1. The weight in the following diagram has a mass of 0.750 kg and the cart has a mass of 0.52 kg. There is a friction force of 2.1 N acting on the cart. What is the tension in the string?

There should be a pulley between the weight and the cart/block.
Is the weight free-hanging, or is it on an incline?

If it is free-hanging, you need to calculate the acceleration a.
Then equate the solve for the tension by equating the tension that will cause an acceleration of both the weight and the cart/block.

yes, there is a pulley between the weight and the block

I understand that there should be a pulley, but is the weight free-hanging?
Can you describe the diagram in words?

In the following calculation for #1, I assume the weight is free-hanging from the pulley.

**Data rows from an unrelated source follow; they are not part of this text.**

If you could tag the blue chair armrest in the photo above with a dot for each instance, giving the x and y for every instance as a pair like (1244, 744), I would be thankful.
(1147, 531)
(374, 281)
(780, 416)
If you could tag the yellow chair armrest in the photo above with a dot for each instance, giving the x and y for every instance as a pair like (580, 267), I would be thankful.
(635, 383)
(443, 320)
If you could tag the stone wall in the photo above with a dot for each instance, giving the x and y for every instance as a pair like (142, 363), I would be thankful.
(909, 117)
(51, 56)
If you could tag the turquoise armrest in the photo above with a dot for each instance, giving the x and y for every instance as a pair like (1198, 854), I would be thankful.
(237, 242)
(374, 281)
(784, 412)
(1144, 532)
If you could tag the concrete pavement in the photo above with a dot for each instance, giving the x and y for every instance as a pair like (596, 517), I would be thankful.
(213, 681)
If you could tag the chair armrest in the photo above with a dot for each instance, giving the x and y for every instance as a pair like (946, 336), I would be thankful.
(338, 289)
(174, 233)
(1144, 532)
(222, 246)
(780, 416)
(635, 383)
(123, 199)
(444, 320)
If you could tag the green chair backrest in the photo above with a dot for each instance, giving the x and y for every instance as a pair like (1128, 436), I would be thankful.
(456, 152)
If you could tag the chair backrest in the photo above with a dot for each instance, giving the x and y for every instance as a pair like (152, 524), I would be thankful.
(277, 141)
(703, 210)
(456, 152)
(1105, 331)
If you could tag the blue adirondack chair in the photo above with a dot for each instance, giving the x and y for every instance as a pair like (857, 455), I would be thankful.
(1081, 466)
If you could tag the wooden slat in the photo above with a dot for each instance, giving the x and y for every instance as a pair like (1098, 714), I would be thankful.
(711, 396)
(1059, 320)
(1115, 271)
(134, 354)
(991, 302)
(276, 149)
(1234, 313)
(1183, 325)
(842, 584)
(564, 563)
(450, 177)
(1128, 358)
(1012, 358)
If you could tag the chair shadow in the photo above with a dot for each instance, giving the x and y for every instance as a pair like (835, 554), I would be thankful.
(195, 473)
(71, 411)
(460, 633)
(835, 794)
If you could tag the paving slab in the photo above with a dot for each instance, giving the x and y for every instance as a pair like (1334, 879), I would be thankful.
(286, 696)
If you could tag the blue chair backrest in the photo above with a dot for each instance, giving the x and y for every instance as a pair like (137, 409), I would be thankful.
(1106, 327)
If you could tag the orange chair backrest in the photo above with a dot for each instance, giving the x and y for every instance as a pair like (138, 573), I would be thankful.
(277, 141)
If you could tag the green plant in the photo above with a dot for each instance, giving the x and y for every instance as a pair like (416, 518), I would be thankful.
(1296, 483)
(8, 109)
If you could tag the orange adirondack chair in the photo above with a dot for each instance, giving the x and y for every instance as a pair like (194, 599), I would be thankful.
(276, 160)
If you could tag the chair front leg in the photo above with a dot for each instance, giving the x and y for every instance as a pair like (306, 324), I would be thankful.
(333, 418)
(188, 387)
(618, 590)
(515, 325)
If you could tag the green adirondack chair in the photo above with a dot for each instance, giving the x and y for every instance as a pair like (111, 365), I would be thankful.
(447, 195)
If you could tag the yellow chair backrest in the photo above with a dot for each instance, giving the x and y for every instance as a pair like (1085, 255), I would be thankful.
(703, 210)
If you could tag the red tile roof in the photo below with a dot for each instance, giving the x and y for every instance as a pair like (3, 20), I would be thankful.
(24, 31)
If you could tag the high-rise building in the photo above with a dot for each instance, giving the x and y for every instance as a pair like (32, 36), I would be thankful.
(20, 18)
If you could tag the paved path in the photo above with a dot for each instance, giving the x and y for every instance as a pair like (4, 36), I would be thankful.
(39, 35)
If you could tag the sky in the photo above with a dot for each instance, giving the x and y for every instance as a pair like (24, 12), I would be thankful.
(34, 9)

Draw a free-body-diagram (FBD) for mass m1 (=0.52) on the table.
Write the equilibrium equation for the motion, assumed towards the pulley, and in direction of tension of string T.
We have
T-2.1-(m1)a=0 =>
T=(m1)a+2.1 ...........(1)

Now draw a FBD for the weight, which accelerates against tension T. The corresponding equilibrium equation is then
T+(m2)a-(m2)g=0 ..........(2)

Eliminate a from (1) and (2)
(T-2.1)/(m1)=((m2)g-T)/(m2)

Cross multiply and solve for T, which gives
T=4.2496

Note:
The value of T=4.2496 is from using g=9.8 m/s&sup2, which rounds to one decimal place as 4.2.
Had the value of g used been 9.81, then T=4.2526, which rounds to 1 decimal place as 4.3.
So the answer is sensitive to the value of g assumed.